The tomato genome sequence
The GBF Bioinformatics and Biostatistics Team : Eli Maza, Anis Djari, Margo Zahm, Clément Folgoas
Leader: Mohamed Zouine
The goal of the GBF-Bioinformatics team is to generate digital tools and resources for the need of all GBF projects.
Through Local, National, EU and International collaborations, significant and useful tools and resources for the tomato community have been generated.
The Tomato Genome Sequence
The new genome assembly and annotation are accessible here
Recently, GBF lab have designed and funded throug French (ANR) and EU programs a project to improve the actual tomato reference genome sequence by long read sequencing technologies.
The integration of these three approaches allowed to reach a genome size of ~830 Mb with an N50 of 45 Mb. The assembly contiguity reached chromosome-arm-levels. Also one full chromosome (Ch12) has been fully assembled in one scaffold. The integration of the genetic map allowed to generate the 12 pseudomolecules corresponding to the 12 tomato chromosomes.Several regions corresponding to chromosome zero in the SL3.0 reference genome were included in the current assembly.
This new reference genome was annotated using Eugen-EP giving a high busco score >96%.
Previous assembly
The first version of the tomato reference genome has been published in Nature on May 31, 2012, culminating years of work by the Tomato Genome Consortium, a multi-national team of scientists from 14 countries.
The GBF lab was actively involved in all steps of its production and mainly in the genome assembly part.

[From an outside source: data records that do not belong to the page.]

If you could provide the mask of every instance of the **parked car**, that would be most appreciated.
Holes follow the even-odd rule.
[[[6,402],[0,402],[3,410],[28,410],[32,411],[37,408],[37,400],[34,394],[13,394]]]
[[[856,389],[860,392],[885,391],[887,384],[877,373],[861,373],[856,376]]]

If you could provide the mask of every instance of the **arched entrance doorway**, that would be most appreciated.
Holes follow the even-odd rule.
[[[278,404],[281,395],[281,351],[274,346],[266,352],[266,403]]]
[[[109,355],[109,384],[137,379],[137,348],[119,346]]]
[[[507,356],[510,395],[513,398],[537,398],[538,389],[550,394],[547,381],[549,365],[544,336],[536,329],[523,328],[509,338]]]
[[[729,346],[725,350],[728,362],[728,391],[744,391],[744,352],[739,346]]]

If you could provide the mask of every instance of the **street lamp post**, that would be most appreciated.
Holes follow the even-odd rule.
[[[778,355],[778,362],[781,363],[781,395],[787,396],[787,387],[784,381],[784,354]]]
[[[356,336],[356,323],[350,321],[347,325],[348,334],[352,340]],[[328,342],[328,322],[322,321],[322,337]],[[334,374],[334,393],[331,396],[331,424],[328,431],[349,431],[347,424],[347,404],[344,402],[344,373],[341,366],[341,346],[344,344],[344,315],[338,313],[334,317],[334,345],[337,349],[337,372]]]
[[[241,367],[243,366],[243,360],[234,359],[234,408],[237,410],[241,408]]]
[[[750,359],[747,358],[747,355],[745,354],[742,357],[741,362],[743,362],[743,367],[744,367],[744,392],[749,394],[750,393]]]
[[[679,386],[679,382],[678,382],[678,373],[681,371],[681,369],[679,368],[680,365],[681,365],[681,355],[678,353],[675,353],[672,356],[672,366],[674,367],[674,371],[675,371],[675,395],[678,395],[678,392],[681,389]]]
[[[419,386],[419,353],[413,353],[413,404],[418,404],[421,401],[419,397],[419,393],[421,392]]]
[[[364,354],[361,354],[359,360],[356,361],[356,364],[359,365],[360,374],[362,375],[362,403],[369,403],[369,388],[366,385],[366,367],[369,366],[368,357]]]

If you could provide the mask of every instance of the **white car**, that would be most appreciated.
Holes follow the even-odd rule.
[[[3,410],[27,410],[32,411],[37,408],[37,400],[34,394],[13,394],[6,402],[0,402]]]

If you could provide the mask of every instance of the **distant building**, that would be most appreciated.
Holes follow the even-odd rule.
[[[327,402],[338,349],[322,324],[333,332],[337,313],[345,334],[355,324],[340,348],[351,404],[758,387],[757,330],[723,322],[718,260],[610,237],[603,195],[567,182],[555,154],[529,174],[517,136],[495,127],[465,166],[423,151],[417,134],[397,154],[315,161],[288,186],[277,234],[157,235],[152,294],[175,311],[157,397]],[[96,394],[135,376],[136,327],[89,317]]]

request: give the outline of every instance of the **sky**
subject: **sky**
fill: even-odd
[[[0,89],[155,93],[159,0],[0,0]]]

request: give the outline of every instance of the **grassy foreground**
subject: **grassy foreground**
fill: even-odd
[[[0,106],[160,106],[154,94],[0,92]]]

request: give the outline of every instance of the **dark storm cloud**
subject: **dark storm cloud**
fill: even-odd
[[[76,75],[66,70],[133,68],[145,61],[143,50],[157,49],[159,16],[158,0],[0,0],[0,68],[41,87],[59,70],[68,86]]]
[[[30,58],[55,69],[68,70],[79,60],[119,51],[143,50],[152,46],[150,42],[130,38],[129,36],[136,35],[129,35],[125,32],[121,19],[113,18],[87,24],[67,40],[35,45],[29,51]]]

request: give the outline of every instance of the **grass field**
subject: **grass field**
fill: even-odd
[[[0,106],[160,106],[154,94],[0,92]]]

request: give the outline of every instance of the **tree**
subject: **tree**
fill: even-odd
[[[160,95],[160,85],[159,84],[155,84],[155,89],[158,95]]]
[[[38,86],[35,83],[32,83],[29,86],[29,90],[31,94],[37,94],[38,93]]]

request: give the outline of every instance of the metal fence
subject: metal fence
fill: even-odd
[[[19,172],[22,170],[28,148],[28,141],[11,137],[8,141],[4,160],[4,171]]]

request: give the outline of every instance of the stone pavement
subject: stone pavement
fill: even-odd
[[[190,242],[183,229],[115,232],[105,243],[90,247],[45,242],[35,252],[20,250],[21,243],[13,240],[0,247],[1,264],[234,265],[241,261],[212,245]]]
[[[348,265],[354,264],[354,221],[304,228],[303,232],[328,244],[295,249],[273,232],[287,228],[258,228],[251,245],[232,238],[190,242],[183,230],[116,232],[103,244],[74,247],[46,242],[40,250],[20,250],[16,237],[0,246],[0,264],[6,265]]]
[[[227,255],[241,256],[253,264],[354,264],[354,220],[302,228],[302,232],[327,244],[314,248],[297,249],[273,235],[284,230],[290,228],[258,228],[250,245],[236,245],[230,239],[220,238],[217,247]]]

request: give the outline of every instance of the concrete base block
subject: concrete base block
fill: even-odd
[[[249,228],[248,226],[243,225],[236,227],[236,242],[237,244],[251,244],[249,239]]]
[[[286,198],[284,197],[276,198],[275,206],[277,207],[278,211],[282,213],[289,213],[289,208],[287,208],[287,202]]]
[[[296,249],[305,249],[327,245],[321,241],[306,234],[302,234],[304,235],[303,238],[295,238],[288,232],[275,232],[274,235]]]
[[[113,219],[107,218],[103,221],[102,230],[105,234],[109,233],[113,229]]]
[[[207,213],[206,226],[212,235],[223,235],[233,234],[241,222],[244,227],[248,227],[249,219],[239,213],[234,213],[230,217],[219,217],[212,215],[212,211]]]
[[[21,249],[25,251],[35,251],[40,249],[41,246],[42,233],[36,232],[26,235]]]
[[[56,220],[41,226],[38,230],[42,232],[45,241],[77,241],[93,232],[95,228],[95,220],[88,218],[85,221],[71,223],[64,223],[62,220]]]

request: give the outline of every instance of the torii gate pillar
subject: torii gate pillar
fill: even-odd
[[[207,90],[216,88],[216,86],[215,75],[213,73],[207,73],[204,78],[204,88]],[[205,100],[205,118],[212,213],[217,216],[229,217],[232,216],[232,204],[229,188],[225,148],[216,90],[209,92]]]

The whole story of the generation of this first sequence as a reference genome for tomato is detailed in this book co-edited by the GBF Lab
The TomExpress Platform
TomExpress: a unified tomato RNA-Seq resource providing a tool for visualization of expression data, clustering and correlation networks
The TomExpress RNA-Seq resource was developed to provide the tomato community with a dedicated browser and tools for public RNA-seq data handling, visualization and mining. To avoid major biases resulting from the use of different mapping and statistical processing in each project, all RNA-Seq row sequence data available in public database (EMBL-EBI-ENA) were mapped de novo on a unique tomato reference genome using the most popular mapping software (TopHat2-Bowtie) and accurate mapping parameters. Following calculation of the number of counts per gene in each RNA-seq project, the same normalization method was applied to all counts available for the tomato as described in Maza el al 2012. This unifies the whole set of expression data and makes them comparable.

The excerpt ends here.